Instead, Fontenot was running fearlessly. Tight end Brady Russell, who has also endured injuries, threw some big blocks. Daniel Arias played like a demon on special teams. Defenders Terrance Lang, Guy Thomas and Quinn Perry each gave it their all trying to corral Williams.

They played hard because they love the game and they respect the Colorado uniform. For that, every CU senior deserves a nod of appreciation.

4. Missed opportunities have haunted CU all season. One play that still sticks out in our mind?

Try a fourth-and-1 on CU's first offensive possession of the season. The Buffs had a chance to collect a first down deep in TCU territory and put themselves in position for an opening-drive touchdown.
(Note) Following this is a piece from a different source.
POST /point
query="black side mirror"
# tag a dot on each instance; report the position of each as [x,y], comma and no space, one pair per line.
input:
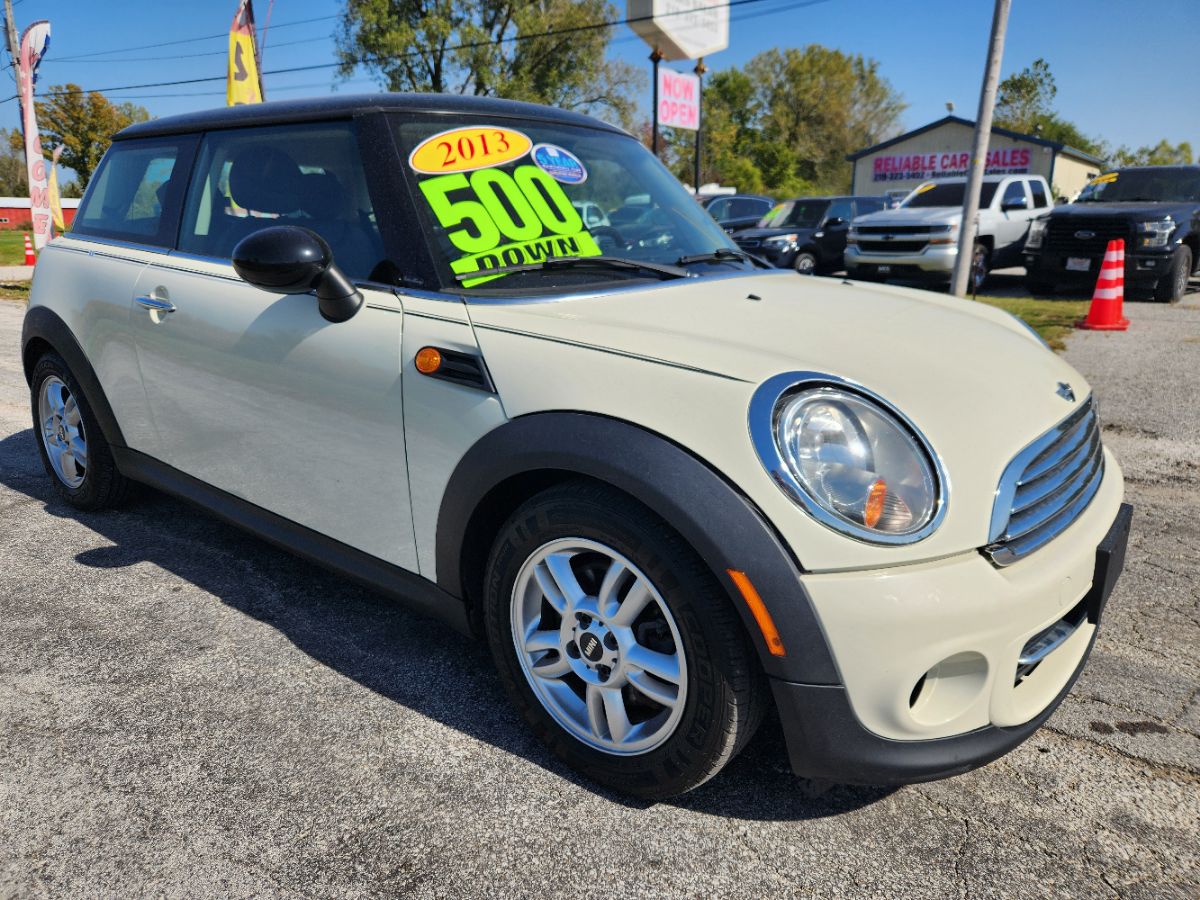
[289,259]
Instead, the Buffs came up empty … and it seems as if that set the tone for the season. Not to say the final outcome of the game would have been much different had Colorado scored. But it at least would have been fun to see what confidence and momentum would have done for CU at that moment.

But that moment also seemed to set the tone for the year. Seemingly every time the Buffs gave themselves a chance at momentum as the season progressed, the opportunity too often slipped away.

If there's any bright spot, it's that CU's young players should learn from those moments. If adversity builds character, the young Buffs will have a coat of armor heading into next year.

5. Credit Mike Sanford and the rest of the CU staff with the job they've done. When Sanford was named interim head coach with seven games remaining, it was an impossible situation. A brutal schedule down the stretch and a team that had lost much of its confidence was reeling.

Sanford managed to produce a win in his first game, and the entire staff has somehow convinced the Buffs to keep playing hard. There has been improvement in player development and the staff has continued to recruit for a future they might not be a part of. 

The situation is no doubt a difficult one for all involved, but every member of the staff has continued to invest in Colorado. That's an admirable trait that CU fans should appreciate.